Why aren’t Pollitt and Washington Monthly editor Amy Sullivan – who also contributed her bit to this debate — making a concentrated effort to recruit, print, encourage and distribute the work of women writers? Who are they – really – blaming here? Or are they instead congratulating themselves for making it through the tough filter that is the sexism inherent in political journalism, particularly political journalism on the left? It’s hard to tell, isn’t it?
This site will receive more than 75,000 visits by the end of this month mostly from women. My monthly circulation is beginning — just a beginning but nevertheless a start — to rival the Nation and The Monthly’s paper circulation. And many of my readers — twice what BlogAds has found in its survey of the Big Boy Blogs — are women.
They are here because they are not served by other, traditional publications. Pollitt doesn’t mean to but she surely shows us why.
UPDATE: My pal, Marc Cooper has some comments on all this girl talk and he gently takes me to task – as have some correspondents – for accusing Pollitt for holding up The Nation as a paragon of female hiring. Apart from its editor, Katrina vanden Heuvel, I am not as familiar with The Nation’s hierarchy as I used to be so, no, that’s not the point I was trying to make.

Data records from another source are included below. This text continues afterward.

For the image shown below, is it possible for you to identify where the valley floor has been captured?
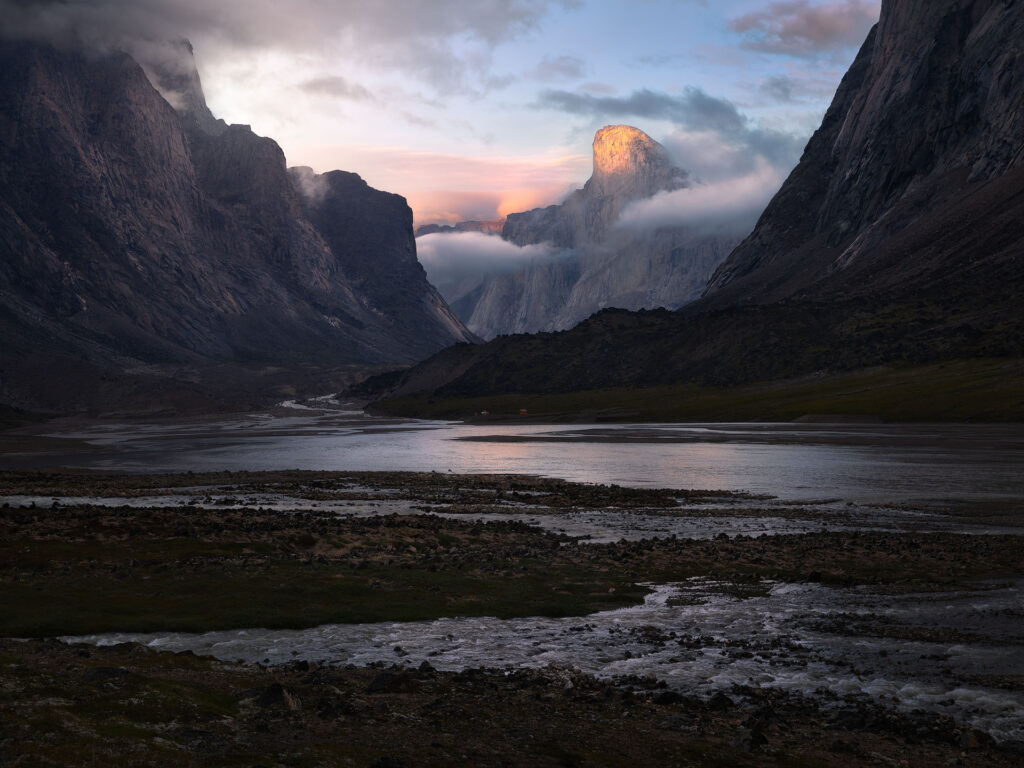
[0,471,1024,768]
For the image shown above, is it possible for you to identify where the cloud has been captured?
[616,158,785,236]
[416,232,573,294]
[538,87,806,176]
[531,56,587,82]
[729,0,879,56]
[761,75,796,103]
[537,87,745,132]
[0,0,580,92]
[299,75,374,101]
[288,144,591,225]
[539,83,806,233]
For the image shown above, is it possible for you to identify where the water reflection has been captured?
[8,411,1024,503]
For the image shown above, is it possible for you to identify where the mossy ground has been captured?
[372,359,1024,422]
[0,472,1024,768]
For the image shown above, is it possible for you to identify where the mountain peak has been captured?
[140,38,223,133]
[587,125,686,198]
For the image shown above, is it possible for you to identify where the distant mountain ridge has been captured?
[362,0,1024,418]
[706,0,1024,306]
[428,125,739,338]
[416,218,505,238]
[0,42,473,409]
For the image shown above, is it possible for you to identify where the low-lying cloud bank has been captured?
[616,158,784,234]
[416,232,573,294]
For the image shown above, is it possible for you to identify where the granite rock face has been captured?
[0,42,472,407]
[366,0,1024,405]
[449,125,739,338]
[707,0,1024,306]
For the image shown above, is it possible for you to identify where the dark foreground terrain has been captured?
[0,472,1024,768]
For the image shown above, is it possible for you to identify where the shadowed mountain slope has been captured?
[0,42,472,410]
[365,0,1024,415]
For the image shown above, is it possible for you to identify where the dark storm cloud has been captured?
[729,0,879,56]
[0,0,580,90]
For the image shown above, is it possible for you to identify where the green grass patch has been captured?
[373,358,1024,422]
[0,560,646,637]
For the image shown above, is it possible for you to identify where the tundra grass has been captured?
[372,359,1024,423]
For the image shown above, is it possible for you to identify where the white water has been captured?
[75,579,1024,740]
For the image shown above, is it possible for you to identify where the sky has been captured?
[0,0,879,224]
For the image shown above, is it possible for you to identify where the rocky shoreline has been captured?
[0,472,1024,768]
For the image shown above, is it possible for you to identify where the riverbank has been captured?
[0,471,1024,768]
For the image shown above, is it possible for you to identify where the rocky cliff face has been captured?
[358,0,1024,409]
[708,0,1024,306]
[455,125,738,338]
[0,43,471,415]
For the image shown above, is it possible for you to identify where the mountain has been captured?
[0,42,472,410]
[428,125,739,338]
[362,0,1024,418]
[706,0,1024,306]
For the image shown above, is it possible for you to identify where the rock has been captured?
[439,125,753,338]
[367,672,416,693]
[365,0,1024,409]
[256,683,302,712]
[732,728,768,752]
[0,41,473,410]
[707,0,1024,313]
[653,690,684,706]
[708,690,734,712]
[82,667,130,685]
[367,756,406,768]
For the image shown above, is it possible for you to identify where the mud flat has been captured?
[0,472,1024,768]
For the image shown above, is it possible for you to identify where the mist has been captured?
[416,232,573,295]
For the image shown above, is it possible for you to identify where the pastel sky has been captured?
[0,0,879,223]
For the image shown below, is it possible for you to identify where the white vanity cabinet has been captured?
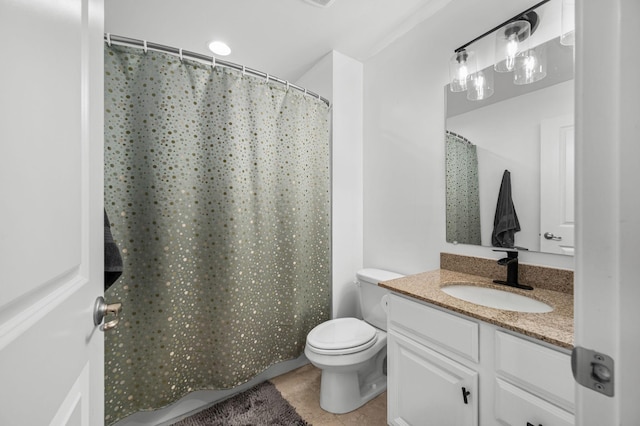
[387,295,478,426]
[387,294,574,426]
[494,331,574,426]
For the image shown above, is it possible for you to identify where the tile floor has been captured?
[270,364,387,426]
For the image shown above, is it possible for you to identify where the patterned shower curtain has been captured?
[104,46,331,424]
[445,132,481,245]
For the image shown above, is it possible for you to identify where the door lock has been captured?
[93,296,122,331]
[571,346,614,396]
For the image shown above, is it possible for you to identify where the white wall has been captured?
[296,51,363,317]
[364,0,573,273]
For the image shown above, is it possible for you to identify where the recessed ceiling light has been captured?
[209,41,231,56]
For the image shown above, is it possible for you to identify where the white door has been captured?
[575,0,640,426]
[0,0,104,426]
[540,115,575,255]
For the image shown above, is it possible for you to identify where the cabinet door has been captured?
[387,331,478,426]
[495,379,574,426]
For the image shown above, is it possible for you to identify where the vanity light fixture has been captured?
[449,0,552,101]
[449,49,477,92]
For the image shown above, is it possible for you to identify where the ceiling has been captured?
[105,0,452,82]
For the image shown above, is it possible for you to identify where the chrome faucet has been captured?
[493,249,533,290]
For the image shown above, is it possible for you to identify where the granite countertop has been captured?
[380,269,573,350]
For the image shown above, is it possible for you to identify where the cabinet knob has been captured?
[462,386,471,404]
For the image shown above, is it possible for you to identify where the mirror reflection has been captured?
[445,37,574,255]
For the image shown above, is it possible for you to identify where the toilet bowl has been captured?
[304,269,402,414]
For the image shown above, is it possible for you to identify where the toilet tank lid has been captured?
[356,268,404,284]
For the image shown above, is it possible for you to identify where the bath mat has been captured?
[173,382,311,426]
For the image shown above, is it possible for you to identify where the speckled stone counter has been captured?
[380,269,573,349]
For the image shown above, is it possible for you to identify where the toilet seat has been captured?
[307,318,377,355]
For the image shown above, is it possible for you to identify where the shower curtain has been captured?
[445,132,481,245]
[104,45,331,424]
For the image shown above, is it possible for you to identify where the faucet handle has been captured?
[493,248,518,259]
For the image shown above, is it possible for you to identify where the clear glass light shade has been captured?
[467,67,493,101]
[449,50,477,92]
[560,0,576,46]
[513,45,547,84]
[494,21,531,72]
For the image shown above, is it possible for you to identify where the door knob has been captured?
[93,296,122,331]
[543,232,562,241]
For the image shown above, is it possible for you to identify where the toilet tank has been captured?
[356,268,403,331]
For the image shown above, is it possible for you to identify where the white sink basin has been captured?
[441,284,553,313]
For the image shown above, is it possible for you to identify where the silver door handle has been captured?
[544,232,562,241]
[93,296,122,331]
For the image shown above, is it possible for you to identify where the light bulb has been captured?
[506,34,518,71]
[458,64,469,90]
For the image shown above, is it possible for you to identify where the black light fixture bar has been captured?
[454,0,551,52]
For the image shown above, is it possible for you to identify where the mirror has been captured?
[445,37,574,255]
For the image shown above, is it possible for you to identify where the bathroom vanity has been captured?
[380,262,574,426]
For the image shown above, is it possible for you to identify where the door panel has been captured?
[540,115,575,255]
[388,332,478,426]
[0,0,104,426]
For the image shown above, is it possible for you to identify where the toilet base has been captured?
[320,370,387,414]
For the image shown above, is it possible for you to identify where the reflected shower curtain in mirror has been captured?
[104,46,331,424]
[445,132,481,245]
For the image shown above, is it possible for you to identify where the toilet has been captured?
[304,269,402,414]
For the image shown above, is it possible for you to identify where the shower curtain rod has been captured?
[104,33,331,107]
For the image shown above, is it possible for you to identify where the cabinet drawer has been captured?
[495,331,575,412]
[495,379,575,426]
[389,295,478,362]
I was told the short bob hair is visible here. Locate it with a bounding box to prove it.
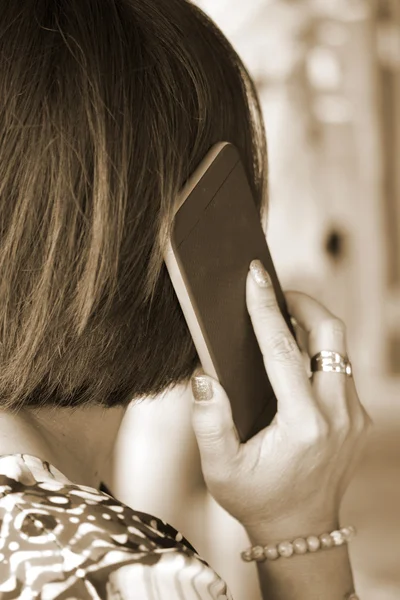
[0,0,267,412]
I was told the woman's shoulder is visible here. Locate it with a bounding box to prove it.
[0,454,231,600]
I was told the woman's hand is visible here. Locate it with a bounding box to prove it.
[193,262,372,537]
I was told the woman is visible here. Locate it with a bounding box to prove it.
[0,0,370,600]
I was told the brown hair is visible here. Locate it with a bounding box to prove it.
[0,0,266,411]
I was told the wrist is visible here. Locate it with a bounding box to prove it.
[244,515,340,546]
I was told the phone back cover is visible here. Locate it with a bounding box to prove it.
[171,144,295,442]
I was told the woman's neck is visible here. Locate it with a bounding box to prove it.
[0,406,126,489]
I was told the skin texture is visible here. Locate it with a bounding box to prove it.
[0,406,126,488]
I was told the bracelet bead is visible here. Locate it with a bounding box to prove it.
[306,535,321,552]
[278,541,293,558]
[340,525,356,542]
[331,531,346,546]
[253,546,265,562]
[292,538,308,554]
[240,548,253,562]
[264,544,279,560]
[319,533,333,548]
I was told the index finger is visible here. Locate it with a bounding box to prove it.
[246,265,317,420]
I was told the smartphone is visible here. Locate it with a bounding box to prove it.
[164,142,296,442]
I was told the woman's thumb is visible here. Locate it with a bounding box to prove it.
[191,371,240,476]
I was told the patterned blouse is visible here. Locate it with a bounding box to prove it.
[0,454,233,600]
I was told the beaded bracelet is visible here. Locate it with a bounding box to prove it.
[241,525,360,600]
[241,525,357,562]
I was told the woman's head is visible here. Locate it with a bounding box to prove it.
[0,0,266,410]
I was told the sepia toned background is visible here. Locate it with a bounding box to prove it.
[104,0,400,600]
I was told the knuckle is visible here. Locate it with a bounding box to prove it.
[299,412,330,445]
[268,331,298,362]
[260,292,278,312]
[354,407,373,436]
[322,317,347,337]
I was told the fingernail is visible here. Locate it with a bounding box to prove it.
[250,259,271,287]
[191,376,213,401]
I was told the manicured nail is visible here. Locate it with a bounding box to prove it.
[250,259,271,287]
[191,376,213,401]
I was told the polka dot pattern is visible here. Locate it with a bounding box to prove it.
[0,454,232,600]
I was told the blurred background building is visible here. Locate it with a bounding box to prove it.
[107,0,400,600]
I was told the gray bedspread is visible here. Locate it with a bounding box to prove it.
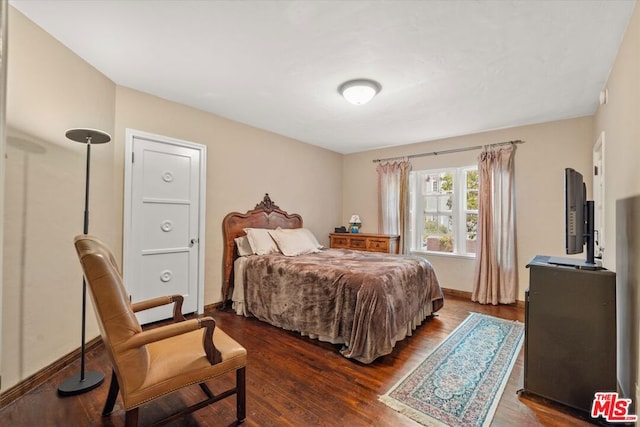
[238,249,443,363]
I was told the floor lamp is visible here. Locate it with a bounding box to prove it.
[58,129,111,396]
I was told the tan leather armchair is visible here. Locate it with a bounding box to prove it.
[74,235,247,426]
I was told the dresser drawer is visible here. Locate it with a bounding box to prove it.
[349,237,367,251]
[329,233,400,254]
[367,239,389,252]
[331,236,349,249]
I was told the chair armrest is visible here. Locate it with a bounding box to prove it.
[131,295,185,322]
[117,317,222,365]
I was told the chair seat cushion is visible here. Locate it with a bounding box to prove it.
[120,328,247,410]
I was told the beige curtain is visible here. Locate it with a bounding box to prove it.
[376,161,411,253]
[471,144,518,305]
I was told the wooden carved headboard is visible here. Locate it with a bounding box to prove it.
[222,193,302,303]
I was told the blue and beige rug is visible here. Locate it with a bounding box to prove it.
[380,313,524,427]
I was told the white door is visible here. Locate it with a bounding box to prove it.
[123,130,206,324]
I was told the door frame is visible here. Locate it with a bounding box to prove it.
[591,131,607,261]
[122,128,207,314]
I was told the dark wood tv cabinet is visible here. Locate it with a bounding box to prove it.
[523,255,617,413]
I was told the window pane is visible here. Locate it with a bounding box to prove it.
[424,235,454,253]
[464,213,478,254]
[467,170,479,190]
[424,196,438,212]
[438,194,453,212]
[467,190,478,211]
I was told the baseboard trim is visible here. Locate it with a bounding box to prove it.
[0,336,102,408]
[442,288,524,308]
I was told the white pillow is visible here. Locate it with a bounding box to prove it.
[234,236,253,256]
[269,228,320,256]
[298,228,324,249]
[244,228,280,255]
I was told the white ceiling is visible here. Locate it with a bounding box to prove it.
[10,0,635,153]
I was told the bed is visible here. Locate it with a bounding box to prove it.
[222,194,444,363]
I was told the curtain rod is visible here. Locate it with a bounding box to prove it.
[373,139,524,163]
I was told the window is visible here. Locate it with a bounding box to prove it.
[409,166,478,256]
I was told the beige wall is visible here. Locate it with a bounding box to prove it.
[0,7,342,391]
[1,0,640,402]
[2,8,115,389]
[342,117,597,300]
[116,87,342,305]
[594,2,640,404]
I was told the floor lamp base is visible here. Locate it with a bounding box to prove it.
[58,371,104,396]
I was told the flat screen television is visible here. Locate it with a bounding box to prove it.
[564,168,595,265]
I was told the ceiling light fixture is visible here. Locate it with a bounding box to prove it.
[338,79,382,105]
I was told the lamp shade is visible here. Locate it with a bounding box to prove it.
[338,79,382,105]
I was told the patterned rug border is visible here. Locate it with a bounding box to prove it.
[378,312,524,427]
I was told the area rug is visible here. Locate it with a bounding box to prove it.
[379,313,524,427]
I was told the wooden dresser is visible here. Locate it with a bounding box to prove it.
[329,233,400,254]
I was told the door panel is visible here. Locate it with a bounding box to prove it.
[124,135,204,324]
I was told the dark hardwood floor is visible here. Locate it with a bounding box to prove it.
[0,295,591,426]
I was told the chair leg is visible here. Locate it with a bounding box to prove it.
[102,371,120,417]
[236,367,247,423]
[200,383,215,399]
[124,408,140,427]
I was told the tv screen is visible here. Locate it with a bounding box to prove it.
[564,168,586,255]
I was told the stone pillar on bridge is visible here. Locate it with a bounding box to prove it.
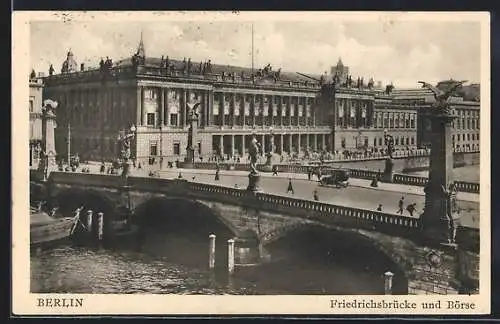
[185,102,200,167]
[421,82,463,245]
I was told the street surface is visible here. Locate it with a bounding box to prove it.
[46,164,479,228]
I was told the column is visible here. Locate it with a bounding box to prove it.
[241,135,245,157]
[297,133,302,154]
[207,90,214,126]
[219,135,225,156]
[240,94,247,126]
[294,96,300,126]
[219,92,226,126]
[311,98,316,127]
[250,95,256,127]
[230,134,234,157]
[231,93,236,126]
[180,89,187,128]
[136,86,142,126]
[158,88,165,126]
[163,88,170,126]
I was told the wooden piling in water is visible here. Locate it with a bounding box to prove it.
[208,234,215,270]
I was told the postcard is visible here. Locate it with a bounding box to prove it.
[11,11,491,316]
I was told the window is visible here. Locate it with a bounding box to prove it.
[147,113,155,126]
[174,143,181,155]
[30,97,35,112]
[170,114,178,126]
[144,89,158,100]
[149,143,158,156]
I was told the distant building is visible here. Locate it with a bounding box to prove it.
[28,71,43,166]
[40,37,479,164]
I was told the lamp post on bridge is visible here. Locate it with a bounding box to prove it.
[118,124,136,178]
[382,129,394,182]
[419,81,466,246]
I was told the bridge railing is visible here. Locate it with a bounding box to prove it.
[47,172,479,248]
[180,180,420,233]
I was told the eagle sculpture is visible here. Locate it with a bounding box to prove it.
[187,102,201,117]
[418,80,467,114]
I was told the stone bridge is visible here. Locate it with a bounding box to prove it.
[35,172,479,294]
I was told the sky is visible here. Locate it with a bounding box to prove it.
[30,19,481,88]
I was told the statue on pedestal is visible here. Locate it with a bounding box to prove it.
[247,135,260,191]
[382,130,394,182]
[419,81,466,244]
[118,125,135,178]
[185,102,201,163]
[265,133,276,171]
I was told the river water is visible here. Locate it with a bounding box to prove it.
[31,229,404,295]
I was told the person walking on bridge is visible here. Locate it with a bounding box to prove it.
[313,189,319,201]
[286,178,294,195]
[396,197,405,215]
[406,203,417,216]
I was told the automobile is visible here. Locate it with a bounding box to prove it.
[320,169,349,188]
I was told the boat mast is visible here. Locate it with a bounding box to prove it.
[252,22,254,82]
[68,122,71,165]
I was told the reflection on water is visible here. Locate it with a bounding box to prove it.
[31,235,404,295]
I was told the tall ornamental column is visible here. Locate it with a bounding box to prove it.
[219,92,226,126]
[420,82,464,244]
[181,89,188,129]
[136,86,143,126]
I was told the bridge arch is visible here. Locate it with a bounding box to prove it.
[52,188,116,235]
[261,222,414,294]
[133,196,238,269]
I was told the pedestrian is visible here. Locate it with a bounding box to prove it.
[396,197,405,215]
[406,203,417,216]
[286,178,294,195]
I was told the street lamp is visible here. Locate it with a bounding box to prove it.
[118,124,136,178]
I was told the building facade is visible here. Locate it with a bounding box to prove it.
[45,40,478,163]
[28,72,43,167]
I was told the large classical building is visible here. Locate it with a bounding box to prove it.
[28,71,43,166]
[40,36,479,163]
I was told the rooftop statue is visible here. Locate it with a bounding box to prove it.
[418,81,467,115]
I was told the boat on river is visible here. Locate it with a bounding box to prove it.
[30,208,74,247]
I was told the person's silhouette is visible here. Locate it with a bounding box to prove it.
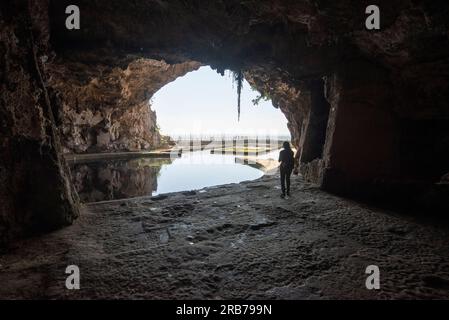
[279,141,295,198]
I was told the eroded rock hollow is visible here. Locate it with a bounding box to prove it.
[0,0,449,241]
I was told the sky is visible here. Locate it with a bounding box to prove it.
[151,67,290,136]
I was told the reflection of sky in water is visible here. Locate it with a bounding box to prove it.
[153,151,263,195]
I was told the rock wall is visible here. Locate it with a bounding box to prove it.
[0,1,79,245]
[47,57,200,153]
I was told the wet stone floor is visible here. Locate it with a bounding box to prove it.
[0,176,449,299]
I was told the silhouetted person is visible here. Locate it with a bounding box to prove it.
[279,141,295,198]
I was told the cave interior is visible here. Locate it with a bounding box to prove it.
[0,0,449,243]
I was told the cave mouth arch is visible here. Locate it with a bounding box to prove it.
[150,66,290,138]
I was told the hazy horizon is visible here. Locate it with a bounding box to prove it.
[151,66,290,137]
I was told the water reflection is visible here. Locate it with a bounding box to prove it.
[70,150,263,203]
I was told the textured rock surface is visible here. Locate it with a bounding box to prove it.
[0,176,449,299]
[47,59,199,153]
[0,1,78,244]
[0,0,449,241]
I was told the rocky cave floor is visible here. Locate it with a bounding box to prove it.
[0,176,449,299]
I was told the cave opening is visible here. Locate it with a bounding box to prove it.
[67,66,291,203]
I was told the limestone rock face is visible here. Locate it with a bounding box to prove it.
[47,58,200,153]
[0,1,79,245]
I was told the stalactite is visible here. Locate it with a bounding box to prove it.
[233,70,243,121]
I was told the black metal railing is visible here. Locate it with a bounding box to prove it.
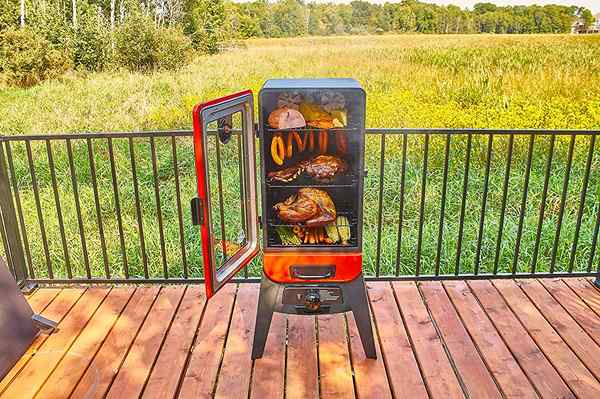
[0,129,600,290]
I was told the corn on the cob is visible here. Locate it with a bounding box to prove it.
[325,222,340,244]
[276,226,300,245]
[336,216,351,245]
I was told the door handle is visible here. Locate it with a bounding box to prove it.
[190,197,204,226]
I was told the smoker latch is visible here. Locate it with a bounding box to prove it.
[190,197,204,226]
[290,265,335,280]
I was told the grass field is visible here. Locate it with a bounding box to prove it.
[0,35,600,282]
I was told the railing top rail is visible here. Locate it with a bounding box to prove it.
[0,127,600,142]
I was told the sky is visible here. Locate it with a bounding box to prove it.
[237,0,600,14]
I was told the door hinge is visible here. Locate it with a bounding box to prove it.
[190,197,204,226]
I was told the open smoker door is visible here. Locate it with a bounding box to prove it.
[191,90,258,298]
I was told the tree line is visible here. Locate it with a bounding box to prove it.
[230,0,593,37]
[0,0,593,86]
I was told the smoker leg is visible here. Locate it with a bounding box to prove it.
[252,274,279,360]
[344,274,377,359]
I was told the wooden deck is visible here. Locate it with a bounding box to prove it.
[0,279,600,399]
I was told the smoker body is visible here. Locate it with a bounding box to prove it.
[192,79,376,359]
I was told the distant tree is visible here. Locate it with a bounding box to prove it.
[185,0,225,54]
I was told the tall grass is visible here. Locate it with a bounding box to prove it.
[0,35,600,277]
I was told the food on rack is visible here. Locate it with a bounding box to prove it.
[335,132,348,154]
[321,91,346,112]
[319,130,329,154]
[298,102,333,129]
[325,222,340,244]
[335,216,351,245]
[293,226,334,245]
[285,130,304,158]
[273,187,337,227]
[271,134,285,166]
[308,130,315,152]
[277,91,303,110]
[268,108,306,129]
[331,110,348,127]
[275,226,301,245]
[267,155,348,183]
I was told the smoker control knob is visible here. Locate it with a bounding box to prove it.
[304,291,321,312]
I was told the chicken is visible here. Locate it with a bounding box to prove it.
[273,187,337,227]
[269,108,306,129]
[267,155,348,183]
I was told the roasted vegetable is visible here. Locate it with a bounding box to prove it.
[335,132,348,155]
[275,226,300,245]
[319,130,328,154]
[325,222,340,244]
[336,216,351,245]
[271,134,285,165]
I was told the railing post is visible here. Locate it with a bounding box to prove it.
[0,140,29,289]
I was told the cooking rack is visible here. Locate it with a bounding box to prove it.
[268,212,358,248]
[265,173,358,188]
[266,126,359,133]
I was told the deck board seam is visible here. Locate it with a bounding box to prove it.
[33,288,113,398]
[515,280,600,383]
[388,282,432,398]
[313,316,323,399]
[490,279,578,398]
[561,279,600,317]
[102,286,164,398]
[413,282,476,399]
[343,312,360,399]
[171,290,208,398]
[0,288,87,397]
[211,284,240,398]
[440,283,514,398]
[365,283,398,398]
[283,315,290,399]
[138,284,190,398]
[465,282,544,398]
[67,288,137,398]
[538,279,600,347]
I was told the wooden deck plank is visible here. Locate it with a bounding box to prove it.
[367,282,429,399]
[142,285,206,398]
[518,280,600,379]
[285,315,319,399]
[36,288,134,399]
[25,288,61,313]
[215,284,259,398]
[392,282,464,398]
[468,280,575,398]
[0,289,66,393]
[564,278,600,316]
[2,288,110,399]
[179,284,236,399]
[494,280,600,398]
[250,313,286,399]
[444,281,537,398]
[418,281,501,398]
[71,286,160,399]
[106,286,185,399]
[540,279,600,345]
[317,314,354,399]
[346,312,392,399]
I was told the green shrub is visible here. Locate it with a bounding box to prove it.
[114,13,159,71]
[115,14,192,71]
[0,29,72,87]
[71,9,112,71]
[156,28,192,70]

I was trying – once again – to get at the relationship that on-line writers have with their Big Media counterparts and I wasn’t as clear as I should have been in part because we’ve visited this territory: the tech-savvy v. the not-so-clued, East v. West Coasts. The attempt by print publications and their writers to classify the on-line world – particularly the unbranded, never-heard-of-’em on-line world – as filled with fruitcakes and nuts.
With all this guest appearance “blogging” and the cable networks interest, we are entering a new age of quasi-respectability for on-line writing. This is a welcome step. But if it continues the same old pattern and reassures the powerful of their top-order status, then we’ve really made no progress, have we? Handled correctly, this exposure can be great for everyone: Bigger audiences, better quality on-line writing, more advertising, blah, blah, blah. But in many cases it ends up being tokenism – a dip in, a look around, a shrug – what’s the big deal? – and quick move back to familiar territory: Print in all its fading glory. It’s great that Pollitt is exploring what’s going on on-line. I just wish she were adding to the debate we’re having instead of bringing a tired old back and forth about print to the vibrancy of the on-line world.